Many of these lines of evidence where developed originally by looking at
environmental differences among different countries, as well as time series in
cancer rates as lifestyles changed in countries over time, and comparisons of
immigrants of varying ages of arrival (who adopt the lifestyles of new
countries either as children or as adults) with relatives who stay in the old
country. Then the best-understood models of cancer risk factors are further
investigated through controlled experimentation on laboratory animals or on
cell lines in vitro. Today it's plain enough that avoiding smoking, eating a
varied, balanced diet, and maintaining normal weight through a combination of
exercise and moderate eating offers substantial reduction of risk in all-cause
mortality, including but not limited to death from cancer.
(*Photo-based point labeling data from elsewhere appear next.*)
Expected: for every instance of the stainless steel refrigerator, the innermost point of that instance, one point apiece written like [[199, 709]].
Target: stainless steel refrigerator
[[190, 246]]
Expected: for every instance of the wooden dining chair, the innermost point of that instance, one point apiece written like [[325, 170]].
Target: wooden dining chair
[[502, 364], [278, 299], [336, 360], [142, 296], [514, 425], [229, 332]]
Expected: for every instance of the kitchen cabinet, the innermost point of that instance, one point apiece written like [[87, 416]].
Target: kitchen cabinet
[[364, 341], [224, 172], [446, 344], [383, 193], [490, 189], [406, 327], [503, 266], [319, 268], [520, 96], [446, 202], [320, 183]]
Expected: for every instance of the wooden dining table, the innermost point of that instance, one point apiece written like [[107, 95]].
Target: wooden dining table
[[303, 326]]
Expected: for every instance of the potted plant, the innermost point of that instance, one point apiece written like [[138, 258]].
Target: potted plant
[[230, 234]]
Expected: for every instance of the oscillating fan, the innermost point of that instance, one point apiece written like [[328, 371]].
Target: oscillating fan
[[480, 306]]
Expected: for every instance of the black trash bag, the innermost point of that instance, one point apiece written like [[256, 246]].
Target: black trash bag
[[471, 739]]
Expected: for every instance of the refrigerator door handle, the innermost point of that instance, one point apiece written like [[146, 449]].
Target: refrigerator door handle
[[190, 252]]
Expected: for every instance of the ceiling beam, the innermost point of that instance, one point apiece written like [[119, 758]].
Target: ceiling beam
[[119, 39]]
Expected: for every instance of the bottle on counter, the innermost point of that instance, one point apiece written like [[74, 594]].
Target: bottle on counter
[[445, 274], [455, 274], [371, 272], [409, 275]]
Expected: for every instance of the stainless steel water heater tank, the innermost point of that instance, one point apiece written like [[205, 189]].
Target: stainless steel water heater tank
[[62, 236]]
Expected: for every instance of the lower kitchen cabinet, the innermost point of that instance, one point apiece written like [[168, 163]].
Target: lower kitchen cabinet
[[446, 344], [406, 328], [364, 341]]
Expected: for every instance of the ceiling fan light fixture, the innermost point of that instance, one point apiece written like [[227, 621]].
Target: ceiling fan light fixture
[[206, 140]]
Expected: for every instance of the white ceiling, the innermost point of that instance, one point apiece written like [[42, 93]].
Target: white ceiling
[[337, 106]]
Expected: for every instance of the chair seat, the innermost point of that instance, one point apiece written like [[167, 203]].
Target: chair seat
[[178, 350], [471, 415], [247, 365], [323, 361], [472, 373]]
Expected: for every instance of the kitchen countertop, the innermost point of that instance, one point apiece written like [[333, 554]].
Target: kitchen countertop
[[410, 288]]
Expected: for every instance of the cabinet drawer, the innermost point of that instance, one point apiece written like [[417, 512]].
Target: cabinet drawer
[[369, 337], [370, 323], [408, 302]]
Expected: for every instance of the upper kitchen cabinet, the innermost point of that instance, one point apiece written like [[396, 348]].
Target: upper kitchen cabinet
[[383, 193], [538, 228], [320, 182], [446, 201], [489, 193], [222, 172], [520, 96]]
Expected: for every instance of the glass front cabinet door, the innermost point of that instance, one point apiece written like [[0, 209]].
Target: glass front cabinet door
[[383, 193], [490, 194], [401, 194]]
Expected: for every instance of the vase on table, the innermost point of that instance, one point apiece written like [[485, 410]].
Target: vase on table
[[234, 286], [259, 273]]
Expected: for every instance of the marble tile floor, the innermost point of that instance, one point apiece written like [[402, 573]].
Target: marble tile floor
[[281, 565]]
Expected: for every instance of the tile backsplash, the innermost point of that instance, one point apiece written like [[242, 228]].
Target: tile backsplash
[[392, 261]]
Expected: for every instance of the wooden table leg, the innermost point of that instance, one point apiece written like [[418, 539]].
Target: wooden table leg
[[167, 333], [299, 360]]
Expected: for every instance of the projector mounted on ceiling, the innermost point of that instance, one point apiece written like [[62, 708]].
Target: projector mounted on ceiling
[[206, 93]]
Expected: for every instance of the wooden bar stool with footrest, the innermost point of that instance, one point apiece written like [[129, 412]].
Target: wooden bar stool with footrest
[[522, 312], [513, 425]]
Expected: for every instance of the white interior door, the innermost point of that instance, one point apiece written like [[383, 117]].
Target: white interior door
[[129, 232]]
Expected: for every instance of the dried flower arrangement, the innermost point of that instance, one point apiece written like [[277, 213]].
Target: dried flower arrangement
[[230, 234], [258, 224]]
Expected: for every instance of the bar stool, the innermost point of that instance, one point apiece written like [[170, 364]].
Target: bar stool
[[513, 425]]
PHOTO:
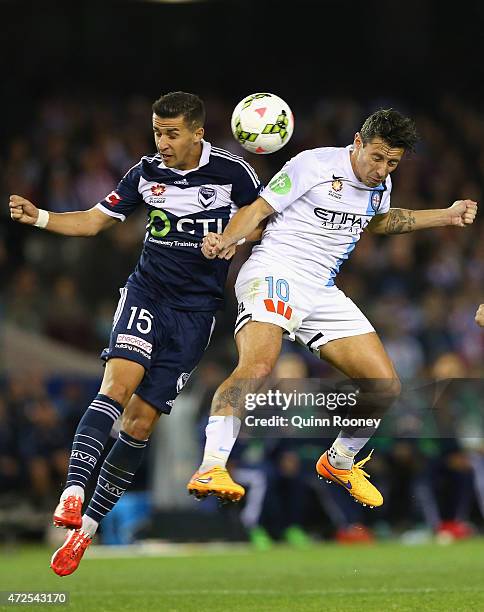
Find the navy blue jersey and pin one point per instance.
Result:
(182, 207)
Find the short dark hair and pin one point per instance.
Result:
(178, 103)
(390, 125)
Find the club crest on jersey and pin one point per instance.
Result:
(158, 189)
(207, 196)
(113, 198)
(182, 381)
(337, 185)
(375, 200)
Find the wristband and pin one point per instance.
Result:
(42, 219)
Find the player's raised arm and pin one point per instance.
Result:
(81, 223)
(243, 224)
(479, 318)
(402, 221)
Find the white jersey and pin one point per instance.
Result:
(321, 211)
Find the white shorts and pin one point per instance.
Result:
(311, 314)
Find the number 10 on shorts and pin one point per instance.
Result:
(281, 289)
(281, 286)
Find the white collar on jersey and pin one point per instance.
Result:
(204, 159)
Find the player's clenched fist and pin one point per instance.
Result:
(212, 245)
(463, 212)
(22, 210)
(480, 315)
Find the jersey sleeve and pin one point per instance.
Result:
(298, 176)
(246, 186)
(121, 202)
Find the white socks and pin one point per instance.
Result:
(73, 490)
(221, 433)
(89, 525)
(343, 451)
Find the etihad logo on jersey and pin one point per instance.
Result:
(336, 220)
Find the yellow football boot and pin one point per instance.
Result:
(216, 481)
(355, 481)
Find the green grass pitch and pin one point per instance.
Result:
(359, 578)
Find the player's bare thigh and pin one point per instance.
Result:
(362, 357)
(259, 345)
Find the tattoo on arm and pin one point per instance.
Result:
(231, 396)
(400, 221)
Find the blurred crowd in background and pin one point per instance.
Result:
(420, 290)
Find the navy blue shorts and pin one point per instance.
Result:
(168, 343)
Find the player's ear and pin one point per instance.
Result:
(198, 134)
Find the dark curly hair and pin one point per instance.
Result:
(392, 127)
(178, 103)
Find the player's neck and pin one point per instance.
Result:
(353, 164)
(193, 160)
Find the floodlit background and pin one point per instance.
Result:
(77, 82)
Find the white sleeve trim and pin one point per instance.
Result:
(106, 211)
(266, 195)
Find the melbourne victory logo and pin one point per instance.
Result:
(207, 196)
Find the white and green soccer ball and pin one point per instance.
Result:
(262, 123)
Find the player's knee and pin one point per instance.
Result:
(138, 427)
(118, 391)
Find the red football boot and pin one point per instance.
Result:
(66, 559)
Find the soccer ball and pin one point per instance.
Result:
(262, 123)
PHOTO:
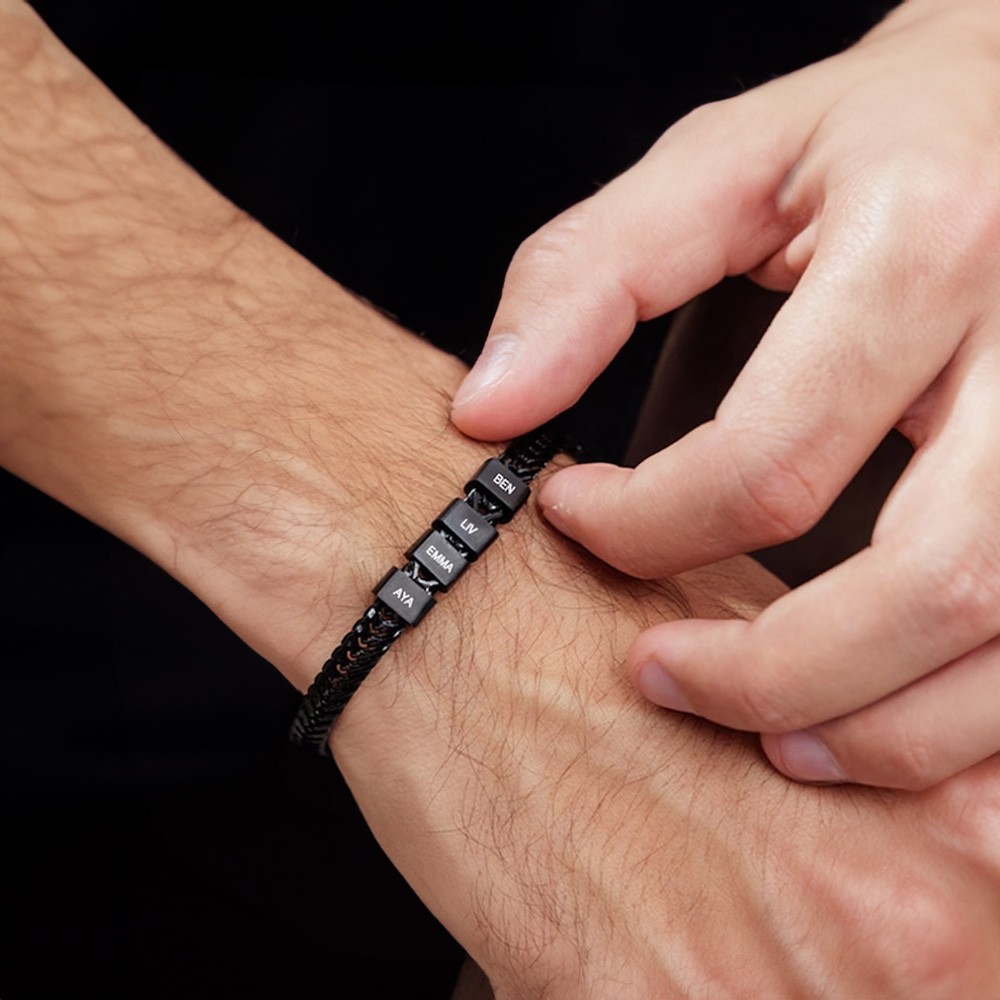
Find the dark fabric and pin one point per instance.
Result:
(162, 839)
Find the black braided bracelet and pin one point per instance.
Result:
(460, 534)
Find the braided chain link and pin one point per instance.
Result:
(379, 627)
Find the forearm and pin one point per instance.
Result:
(178, 375)
(181, 377)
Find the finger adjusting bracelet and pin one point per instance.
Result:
(461, 533)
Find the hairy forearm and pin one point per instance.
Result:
(181, 377)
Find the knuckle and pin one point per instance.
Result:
(762, 701)
(920, 215)
(912, 760)
(959, 591)
(929, 944)
(777, 492)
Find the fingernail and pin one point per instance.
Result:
(490, 369)
(805, 757)
(659, 687)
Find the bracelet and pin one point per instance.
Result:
(459, 535)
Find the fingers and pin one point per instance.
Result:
(698, 206)
(913, 739)
(842, 361)
(890, 661)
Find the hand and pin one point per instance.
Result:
(867, 185)
(183, 384)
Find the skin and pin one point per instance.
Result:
(866, 185)
(177, 374)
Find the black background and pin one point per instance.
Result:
(162, 839)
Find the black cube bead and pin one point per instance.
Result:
(435, 554)
(500, 484)
(470, 529)
(405, 596)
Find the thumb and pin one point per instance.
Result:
(698, 206)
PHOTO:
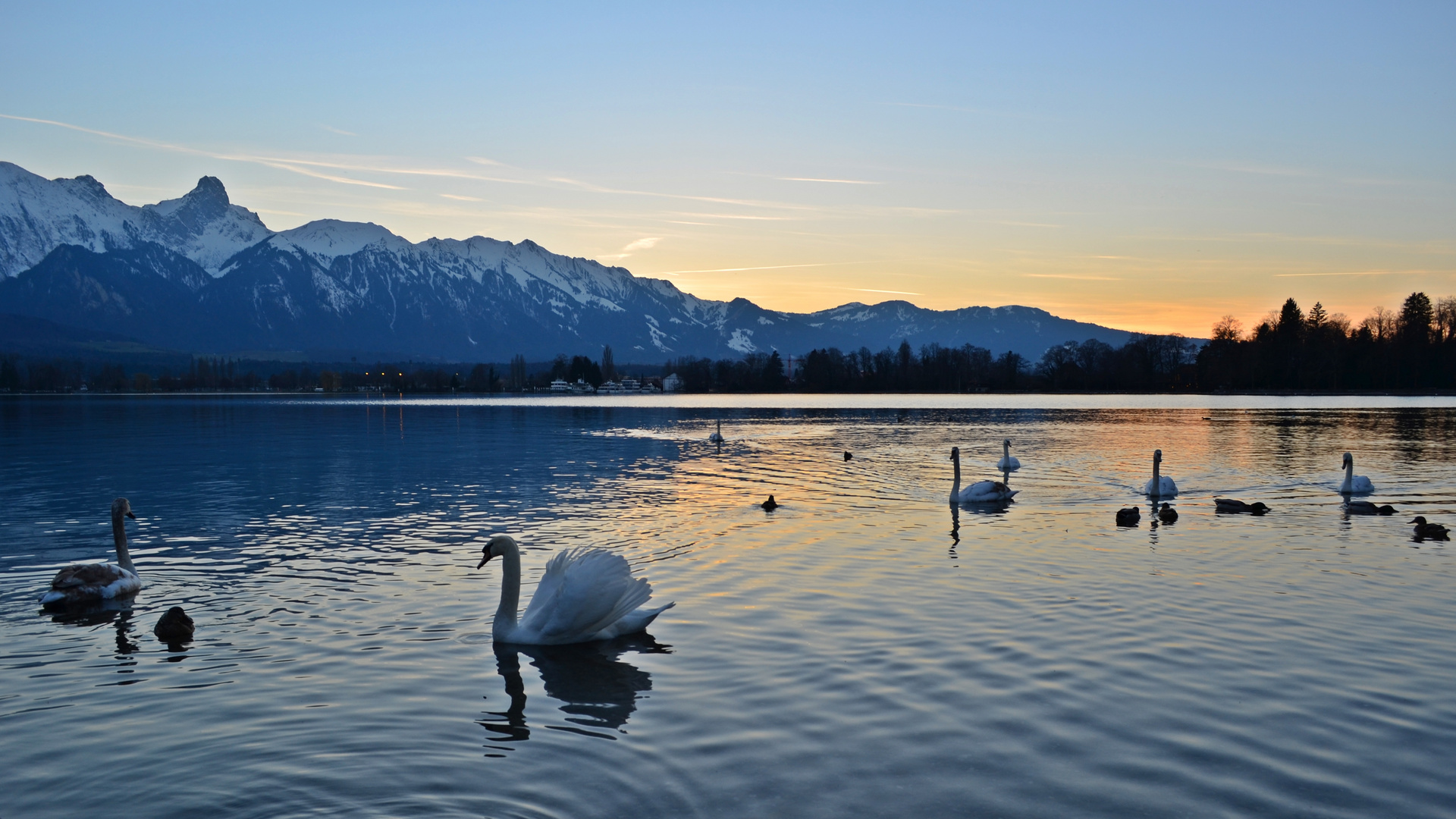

After edit: the second reply here asked how a diet higher rather than lower in
fruits and vegetables can protect from cancers other than colon cancer.
According to what I've read about the research, it's thought that some
tendencies of healthy body cells to go into uncontrolled growth (cancer) are
made worse by lack of micronutrients, which may be lacking in the diets of
people who don't eat varied diets. It's also thought that the evolutionary
arms race between plants (which tend to evolve tough husks but also
phytotoxins as protections against being eaten) and animals (which have to eat
some food source ultimately derived from autotrophic organisms, that is mostly
plants) results in complex animals being selected for incidental adaptation of
phytotoxins to kill off errant cell lines. What's poison in a large does can
sometimes be medicine in the therapeutic dose and in the right time and place.
All human beings eventually die of something, but the epidemiological evidence
(and some laboratory evidence) shows that plant intake reduces chances of
dying young of cancer, and these mechanisms are some of those suggested as
reasons for that observation.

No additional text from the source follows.